Shoji OTOH had a ratified 3-3, a 2-3, beautiful choreography and musical interpretation, and no visible errors. I completely disagreed with the judging of that competition and I really think Shoji wuzrobbed. She should have won, if only slightly.
I agree that Cesario got lowballed in this competition, particularly in the PCS, as is customary when it comes to holding skaters down. I do like Miyahara and think that she has a certain spark about her. She's rather far away from being soup but I think she's one to keep an eye on in the future.
But yeah, so far some of the judging for these events has been off...
Miyahara and Hicks are both fast (and sloppy), but importantly, both have a lot more transitions in their programs than Cesario and Shoji -- at least an order of magnitude more, especially compared to Cesario, who does mainly cross-overs and mohawks in between her elements (albeit very elegantly).
Last edited by feraina; 09-22-2011 at 07:23 AM.

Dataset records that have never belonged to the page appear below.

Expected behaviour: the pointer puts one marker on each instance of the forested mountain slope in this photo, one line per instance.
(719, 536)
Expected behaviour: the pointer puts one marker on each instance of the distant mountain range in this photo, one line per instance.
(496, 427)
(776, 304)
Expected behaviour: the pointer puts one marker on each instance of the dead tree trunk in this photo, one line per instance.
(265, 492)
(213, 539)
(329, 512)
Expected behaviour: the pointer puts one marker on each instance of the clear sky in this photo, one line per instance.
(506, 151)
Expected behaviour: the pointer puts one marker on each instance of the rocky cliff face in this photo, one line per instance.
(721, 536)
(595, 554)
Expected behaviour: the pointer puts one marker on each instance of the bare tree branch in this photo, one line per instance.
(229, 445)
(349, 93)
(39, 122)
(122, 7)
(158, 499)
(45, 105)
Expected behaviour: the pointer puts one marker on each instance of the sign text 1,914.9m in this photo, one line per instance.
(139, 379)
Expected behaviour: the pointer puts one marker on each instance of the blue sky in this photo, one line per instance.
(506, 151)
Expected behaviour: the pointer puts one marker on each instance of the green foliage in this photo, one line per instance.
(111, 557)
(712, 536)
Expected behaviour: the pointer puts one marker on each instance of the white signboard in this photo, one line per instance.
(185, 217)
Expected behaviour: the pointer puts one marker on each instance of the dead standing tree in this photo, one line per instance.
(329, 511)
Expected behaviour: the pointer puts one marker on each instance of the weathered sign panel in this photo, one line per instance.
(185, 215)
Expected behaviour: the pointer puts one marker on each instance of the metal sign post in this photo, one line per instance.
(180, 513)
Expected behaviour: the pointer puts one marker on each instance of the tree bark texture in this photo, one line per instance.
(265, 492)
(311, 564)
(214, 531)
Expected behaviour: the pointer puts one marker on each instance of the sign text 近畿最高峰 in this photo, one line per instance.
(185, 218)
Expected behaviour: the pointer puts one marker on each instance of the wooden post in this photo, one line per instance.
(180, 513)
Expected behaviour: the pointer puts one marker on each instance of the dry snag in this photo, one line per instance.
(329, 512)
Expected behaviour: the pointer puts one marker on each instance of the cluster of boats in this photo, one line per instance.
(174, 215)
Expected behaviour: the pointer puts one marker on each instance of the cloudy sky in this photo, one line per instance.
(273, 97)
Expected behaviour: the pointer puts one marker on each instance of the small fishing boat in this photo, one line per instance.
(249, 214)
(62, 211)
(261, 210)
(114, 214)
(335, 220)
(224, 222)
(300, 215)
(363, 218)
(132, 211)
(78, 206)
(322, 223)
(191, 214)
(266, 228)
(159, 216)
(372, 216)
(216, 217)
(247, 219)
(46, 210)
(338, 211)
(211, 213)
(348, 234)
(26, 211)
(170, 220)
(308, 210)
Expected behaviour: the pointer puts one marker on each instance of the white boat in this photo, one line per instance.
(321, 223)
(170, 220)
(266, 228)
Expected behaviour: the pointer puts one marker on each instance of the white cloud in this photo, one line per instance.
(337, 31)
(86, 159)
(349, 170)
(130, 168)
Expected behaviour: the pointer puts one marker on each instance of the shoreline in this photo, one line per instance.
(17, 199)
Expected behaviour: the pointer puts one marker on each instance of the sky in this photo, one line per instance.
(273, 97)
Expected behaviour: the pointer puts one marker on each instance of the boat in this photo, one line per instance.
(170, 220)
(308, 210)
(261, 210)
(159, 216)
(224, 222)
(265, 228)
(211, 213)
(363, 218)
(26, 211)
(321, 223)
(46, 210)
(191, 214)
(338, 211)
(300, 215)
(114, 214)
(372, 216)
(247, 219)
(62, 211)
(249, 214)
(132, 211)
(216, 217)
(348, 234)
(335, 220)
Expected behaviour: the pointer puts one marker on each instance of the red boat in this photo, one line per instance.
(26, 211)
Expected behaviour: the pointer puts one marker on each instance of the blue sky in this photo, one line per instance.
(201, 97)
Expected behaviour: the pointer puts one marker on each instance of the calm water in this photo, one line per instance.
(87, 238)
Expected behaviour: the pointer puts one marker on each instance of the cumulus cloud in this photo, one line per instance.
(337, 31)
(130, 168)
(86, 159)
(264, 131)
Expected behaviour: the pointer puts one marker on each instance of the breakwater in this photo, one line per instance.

I was super impressed with Miyahara's SP. And ITA with ferania about the amount of transitions in her programs. She has great skating skills and is one of those few skaters that can handle non-stop changes of edges in the step sequences with ease. I also think she moves really well to the music for her age and has a spark depite being rough around the edges. I really like her relaxed shoulders and the ease she skates with. She seems to be using the entire body during her steps without over doing it and has a wide range movement compared to others. I see that as great potential to handle very interesting and dynamic choreography in the future. I think a lot of people are being overly critical of her "junvenile" presentation just because she looks about 8. But that doesn't mean she skates like she's 8.
Last edited by shine; 09-22-2011 at 07:24 AM.
Although I agree Miyahara has a lot of spark, I am not overly impressed with her. She doesn't have the elegance I see from Risa Shoji or Lipnitskaya. However, I also think she has potential, but for now, she seems pretty average to me.
Short clip of Mao practicing her short program on her blog. There's a link to a Quicktime vid at the end of the entry.
- - -
Short Program "Scherherazade" desu.
Short program "Scherherazade" desu.
Since some years ago, whenever I went to Tatiana-sensei, (this piece) was on her list of music. I thought it was a kawaii* Scherherazade.
The music has a variety of tones so I want to show a variety of expressions that fits throughout this program.
*kawaii is the Japanese word for cute, but it also has other meanings too... lovely, charming, pretty... don't get too caught up in what the word "cute" implies in English.
whee, and now I can join the love!!
She is really expressive and musical for a 13-year-old! Cannot wait to see what will become of her in a couple of years!
And she had already more transitions in this one program than Ksenia Makarova had in all her programs put together.